Chegamos à escola como um pedaço de pano, e os professores trazem suas linhas e agulhas para bordarem em nós as experiências e o conhecimento que nos transformarão em quem seremos no futuro. A questão é: até que ponto podemos opinar no que será bordado? É sabido que os professores necessitam da colaboração dos alunos para que o processo de aprendizagem seja completo e bem-sucedido, já que é difícil fazer um bordado bonito em um pano que insiste em lhe escapar das mãos. Porém, que tipo de conhecimento é esse que o sistema educacional nos oferece?

A escolha do conteúdo que compõe uma educação completa e de qualidade pouco se difere em diferentes culturas. Apesar das aparentes divergências, em sua essência, as matérias são escolhidas de modo a estimularem diferentes partes do cérebro, tornando-nos aptos a conviver em sociedade e solucionar pequenos problemas em todas as áreas de conhecimento. Além do mais, conhecer a estrutura básica de cada área nos ajuda a reconhecermos as nossas próprias habilidades e aspirações, facilitando assim a nossa escolha profissional. Porém, até que ponto deve se ensinar as mesmas coisas e exigir os mesmos resultados de pessoas diferentes? Quais são os objetivos desta padronização, bem como as suas consequências?

Para quem teve problemas na escola, como eu, esta é uma questão fundamental e complexa, já que criar um sistema educacional para cada tipo de pessoa parece um sonho distante. Porém, posso afirmar sem nenhuma restrição que a escola foi, em muitos aspectos, um limite intelectual em minha vida, principalmente nos chamados trabalhos em grupo. No meu caso, a melhor maneira de se absorver algum assunto é através de estímulos visuais. Até hoje eu tenho o hábito de assistir a documentários, já que tenho grande interesse em ampliar o meu conhecimento, mas costumo perder-me durante a leitura de um texto científico, tornando a compreensão final muito complicada. Enquanto a professora explicava, eu era frequentemente a única que prestava atenção enquanto outros conversavam, desenhavam ou dormiam. Porém, eu não gostava de fazer os exercícios e sofria muita repreensão, chegando a ser considerada uma aluna-problema, fazer visitas frequentes à Diretoria, receber algumas suspensões e repetir de ano duas vezes.

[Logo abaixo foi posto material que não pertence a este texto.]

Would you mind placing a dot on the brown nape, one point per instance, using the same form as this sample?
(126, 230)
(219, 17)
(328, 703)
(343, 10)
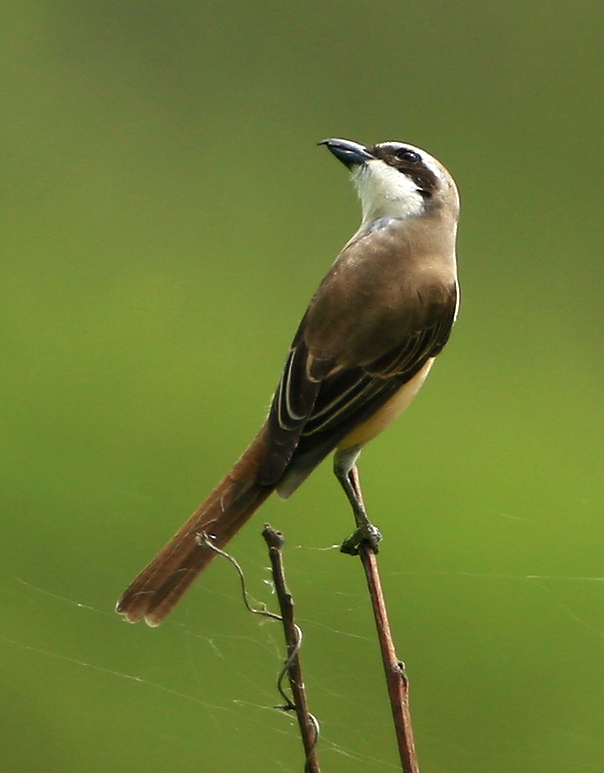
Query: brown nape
(160, 586)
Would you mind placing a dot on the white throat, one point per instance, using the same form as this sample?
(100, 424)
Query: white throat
(386, 192)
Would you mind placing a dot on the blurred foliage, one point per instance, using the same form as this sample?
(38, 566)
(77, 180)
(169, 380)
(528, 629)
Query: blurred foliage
(166, 217)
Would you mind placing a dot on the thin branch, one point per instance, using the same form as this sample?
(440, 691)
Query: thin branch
(309, 729)
(396, 679)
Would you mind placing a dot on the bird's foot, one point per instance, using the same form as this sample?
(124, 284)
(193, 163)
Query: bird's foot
(367, 534)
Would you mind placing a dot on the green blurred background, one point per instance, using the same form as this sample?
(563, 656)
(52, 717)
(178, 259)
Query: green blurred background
(165, 218)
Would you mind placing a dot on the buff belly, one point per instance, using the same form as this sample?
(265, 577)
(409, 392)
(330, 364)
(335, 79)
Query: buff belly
(388, 413)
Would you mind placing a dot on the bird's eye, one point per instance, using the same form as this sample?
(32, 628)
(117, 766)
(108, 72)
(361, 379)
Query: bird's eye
(408, 155)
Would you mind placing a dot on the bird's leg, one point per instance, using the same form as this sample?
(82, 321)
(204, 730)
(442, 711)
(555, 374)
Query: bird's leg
(345, 469)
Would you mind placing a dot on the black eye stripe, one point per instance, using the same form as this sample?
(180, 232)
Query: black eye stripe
(407, 162)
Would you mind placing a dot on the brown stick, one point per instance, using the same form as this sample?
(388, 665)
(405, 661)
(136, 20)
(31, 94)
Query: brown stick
(396, 680)
(293, 637)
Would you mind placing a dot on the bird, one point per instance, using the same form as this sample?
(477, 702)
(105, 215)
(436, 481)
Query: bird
(362, 351)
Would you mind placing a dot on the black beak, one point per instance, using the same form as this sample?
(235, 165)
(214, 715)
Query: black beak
(348, 152)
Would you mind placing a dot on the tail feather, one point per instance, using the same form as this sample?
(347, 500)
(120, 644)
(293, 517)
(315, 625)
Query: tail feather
(158, 588)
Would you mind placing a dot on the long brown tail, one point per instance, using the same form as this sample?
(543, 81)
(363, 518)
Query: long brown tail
(158, 588)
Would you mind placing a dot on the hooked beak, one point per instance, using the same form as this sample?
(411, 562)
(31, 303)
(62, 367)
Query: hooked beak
(350, 153)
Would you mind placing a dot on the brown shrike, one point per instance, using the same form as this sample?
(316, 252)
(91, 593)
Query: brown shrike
(361, 353)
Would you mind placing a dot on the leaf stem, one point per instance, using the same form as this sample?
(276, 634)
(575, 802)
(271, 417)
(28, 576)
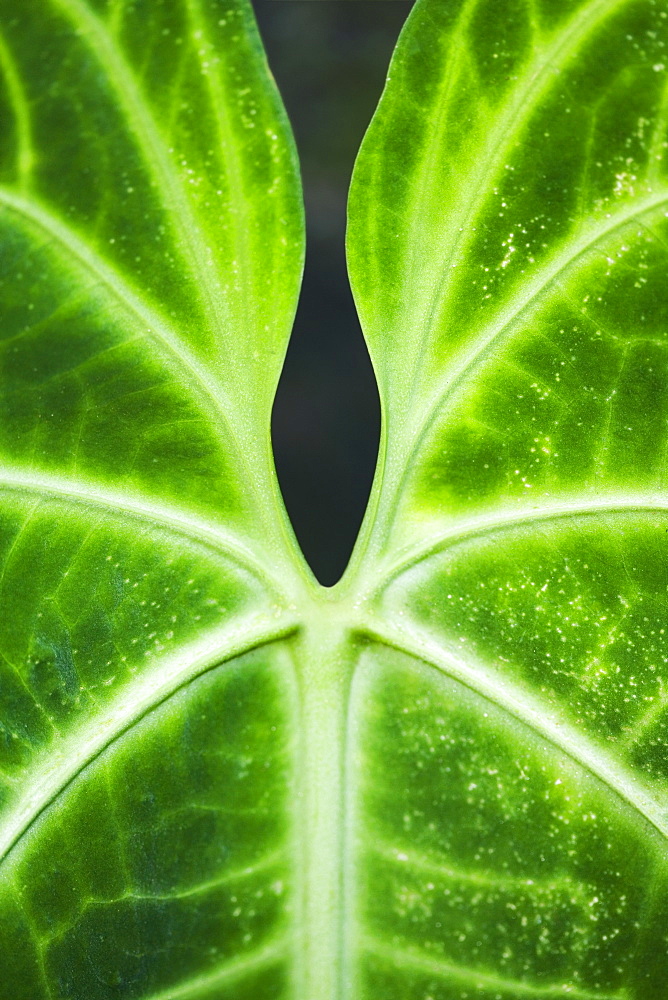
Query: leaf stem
(325, 658)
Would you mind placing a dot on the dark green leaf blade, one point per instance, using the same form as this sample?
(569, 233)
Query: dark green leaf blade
(152, 247)
(508, 253)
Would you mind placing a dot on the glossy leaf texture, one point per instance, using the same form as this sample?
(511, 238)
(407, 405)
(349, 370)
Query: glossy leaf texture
(446, 778)
(508, 249)
(150, 255)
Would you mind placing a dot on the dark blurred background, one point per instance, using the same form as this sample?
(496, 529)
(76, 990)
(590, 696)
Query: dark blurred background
(329, 58)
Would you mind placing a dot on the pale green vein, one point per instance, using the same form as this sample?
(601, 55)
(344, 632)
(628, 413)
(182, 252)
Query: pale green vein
(25, 157)
(411, 960)
(185, 224)
(485, 348)
(538, 77)
(429, 167)
(568, 508)
(153, 323)
(235, 968)
(55, 769)
(119, 503)
(408, 859)
(510, 697)
(260, 867)
(234, 168)
(470, 360)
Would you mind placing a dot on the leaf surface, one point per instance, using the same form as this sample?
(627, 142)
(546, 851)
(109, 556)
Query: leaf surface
(446, 778)
(508, 250)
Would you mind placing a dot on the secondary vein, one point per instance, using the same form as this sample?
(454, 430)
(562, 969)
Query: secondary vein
(65, 760)
(527, 709)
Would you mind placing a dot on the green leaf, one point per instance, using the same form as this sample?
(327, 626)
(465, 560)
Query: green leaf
(508, 249)
(447, 777)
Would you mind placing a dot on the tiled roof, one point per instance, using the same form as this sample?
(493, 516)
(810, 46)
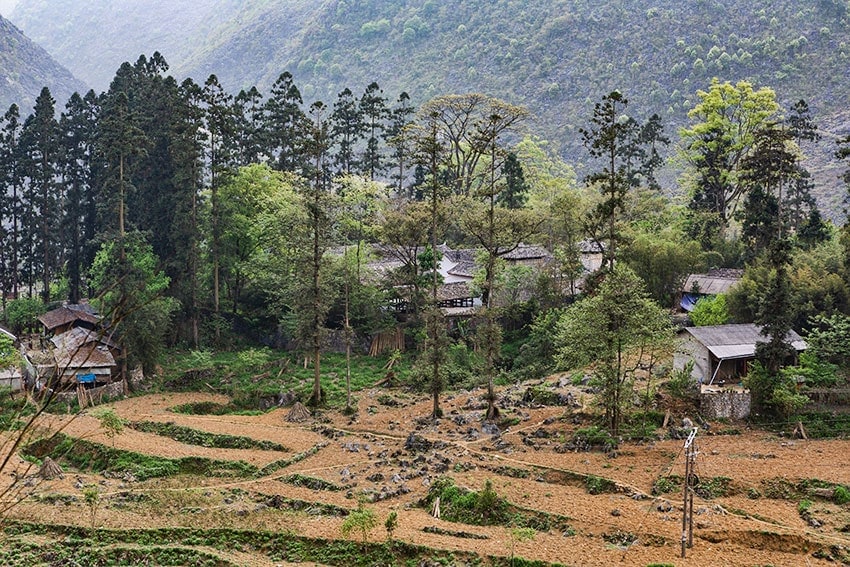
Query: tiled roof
(736, 341)
(67, 314)
(713, 282)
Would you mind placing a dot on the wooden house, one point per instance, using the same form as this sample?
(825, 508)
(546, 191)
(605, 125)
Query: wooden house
(67, 317)
(82, 356)
(722, 353)
(714, 282)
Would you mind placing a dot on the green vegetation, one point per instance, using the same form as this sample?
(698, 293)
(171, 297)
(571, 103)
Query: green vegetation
(254, 381)
(85, 455)
(173, 546)
(202, 438)
(486, 508)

Durante este período eu vivi uma grande confusão interna, pois era tratada como uma pessoa de baixo intelecto. A minha pobre mãe, a qual eu adoro citar aqui no blog, sofreu muito durante o meu período escolar. Eu simplesmente não me adaptava ao sistema e ela, apesar de ser professora, não podia fazer muito para me ajudar. O que mais me intrigava era que a minha mãe, que apesar de amável sempre foi muito severa, não ficava brava de verdade comigo. Ela ficava irritada com tantas advertências e com as frequentes vezes em que era chamada à escola, e ficava triste por mim, por saber que vivia em um ambiente hostil. Mas no fundo, eu notava que ela sabia que eu estava indo bem, apenas sob uma outra perspectiva.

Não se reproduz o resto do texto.